Les images d'un franchissement de l'Oskil (Ukraine) sont apparues sur les réseaux sociaux, le 18 septembre 2022, avant d'être reprises par le commandement stratégique des forces ukrainiennes. (ANATOLIY CHTIRLITZ / TELEGRAM)

Les images d'un franchissement de l'Oskil (Ukraine) sont apparues sur les réseaux sociaux, le 18 septembre 2022, avant d'être reprises par le commandement stratégique des forces ukrainiennes. (ANATOLIY CHTIRLITZ / TELEGRAM)

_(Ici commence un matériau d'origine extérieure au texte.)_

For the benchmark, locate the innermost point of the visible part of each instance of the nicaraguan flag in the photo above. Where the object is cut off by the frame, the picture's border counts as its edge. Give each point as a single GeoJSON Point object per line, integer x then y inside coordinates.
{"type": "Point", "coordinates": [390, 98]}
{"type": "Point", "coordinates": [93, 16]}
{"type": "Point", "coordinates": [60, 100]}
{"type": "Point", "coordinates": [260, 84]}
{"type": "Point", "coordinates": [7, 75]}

L’annonce de Kiev a été largement reprise dans la presse internationale, sans grande prudence. « L’armée ukrainienne est douée pour la communication et il ne faut pas s’enflammer », tempère Ulrich Bounat, analyste géopolitique et auteur de La guerre hybride en Ukraine, quelles perspectives ? (éd. du Cygne). A ce stade, il n’y a effectivement pas « véritablement d’images de forces ukrainiennes sur l’autre rive ». Et les sources prorusses ou les témoignages de civils ne font pas encore mention de combats. Il n’y a donc « pas assez de recul » pour affirmer que l’Ukraine a massivement franchi l’Oskil.

Il n’est pas impossible, en revanche, que « des forces spéciales aient franchi la rivière ». De nombreuses informations non vérifiées bruissent depuis plusieurs jours sur les réseaux sociaux. Vendredi, l’unité spéciale Kraken avait notamment revendiqué un franchissement aux environs de Koupiansk. Ce bataillon, distinct de l’armée, est composé de « groupes individuels » engagés sur « des tâches précises », expliquait à Radio France l’un des ses commandants, fin août. Avec, pour spécialité, les missions de reconnaissance. Les images d’une opération amphibie ont également fait surface, avec le débarquement d’une poignée d’hommes.

Un cours d’eau constitue un obstacle difficile à franchir pour des troupes. Depuis le 11 septembre, pic de la contre-offensive ukrainienne dans la région de Kharkhiv, la rivière fait office de frontière naturelle entre les deux belligérants. L’armée ukrainienne, de son côté, avait diffusé des images de véhicules russes abandonnés dans la rivière après le retrait. « Cette rivière n’est pas forcément large, mais elle constitue un barrage naturel important », confirme Ulrich Bounat. « Il n’existait que trois ou quatre ponts entre Izioum et Koupiansk, qui ont d’ailleurs été détruits » ou endommagés.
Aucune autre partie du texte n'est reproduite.